Kansas City macht es konkret. Die Stadtpolizei hat DroneShield als primäre Erkennungs- und Abwehrschicht in ein integriertes Drohnenabwehrsystem eingebunden — zum Schutz der FIFA-WM-2026-Spielstätten und Fanzonen. Das Programm läuft über das C-UAS-Förderprogramm von DHS und FEMA.
Der finanzielle Rahmen dahinter ist beachtlich. FEMA hat bereits 250 Millionen US-Dollar an elf WM-Gastgeberstaaten vergeben. Für das Haushaltsjahr 2027 stehen weitere 250 Millionen bereit — diesmal für alle Bundesstaaten und Territorien. Mit 78 Spielen in elf US-Städten, den Olympischen Spielen 2028 und dem 250. Jahrestag der Unabhängigkeit steht die öffentliche Sicherheit vor einer Aufgabe ohne Präzedenzfall.
Auftritt bei den Spezialkräften
Parallel dazu präsentiert sich DroneShield diese Woche auf der SOF Week 2026 in Tampa — der wichtigsten Konferenz für US-Spezialoperationskräfte. Auf der Messe vom 19. bis 21. Mai zeigt das Unternehmen seine tragbare DroneGun sowie das stationäre System DroneSentry-X. Außerdem arbeitet DroneShield an Fähigkeiten zur Abwehr komplexer Drohnenschwärme.
Das Timing passt zur Produktionsstrategie. DroneShield verdoppelt seine US-Fertigungskapazität — und liegt dabei vier Monate vor dem ursprünglichen Zeitplan. Ray Fitzgerald, Präsident der amerikanischen Tochtergesellschaft, rechnet mit einem Abschluss innerhalb der nächsten sechs bis neun Monate. „Die USA sind der größte Markt überhaupt“, sagte Fitzgerald. Der Aufbau lokaler Lieferketten gehöre zu den höchsten Prioritäten des Unternehmens.
Starke Zahlen, geteilte Analystenmeinungen
Die Geschäftszahlen untermauern den Expansionskurs.
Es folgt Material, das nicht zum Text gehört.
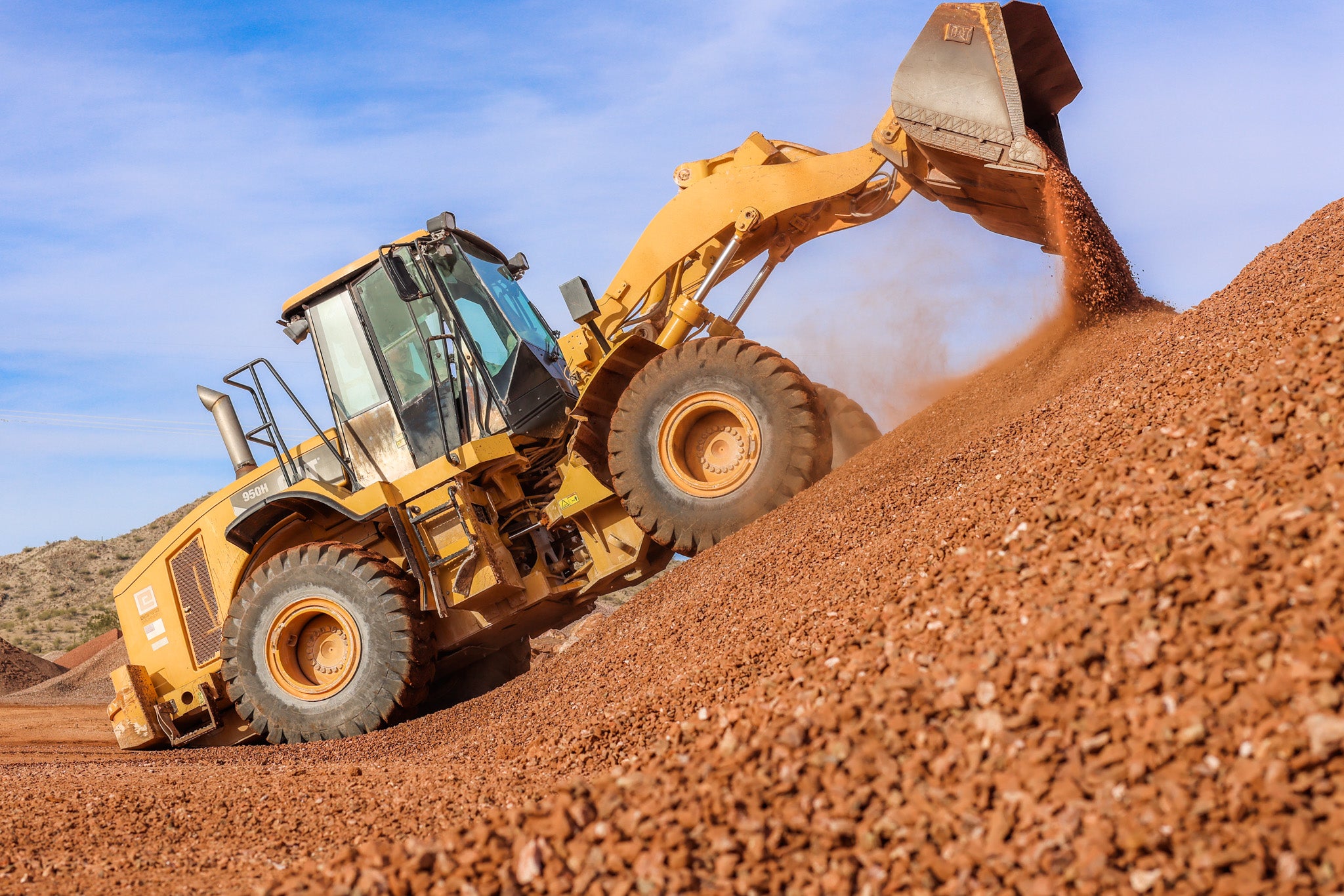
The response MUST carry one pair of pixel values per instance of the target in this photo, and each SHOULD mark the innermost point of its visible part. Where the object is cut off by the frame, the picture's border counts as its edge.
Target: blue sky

Im Märzquartal stieg der Umsatz um 121 Prozent auf 74,1 Millionen australische Dollar. Der SaaS-Umsatz legte sogar um 205 Prozent zu. Die Liquidität liegt bei über 220 Millionen australischen Dollar — ohne Schulden.
Die Projektpipeline umfasst 312 aktive Vorhaben mit einem Gesamtwert von 2,2 Milliarden australischen Dollar. Der bereits vertraglich gesicherte Jahresumsatz für 2026 beläuft sich auf 154,8 Millionen australische Dollar.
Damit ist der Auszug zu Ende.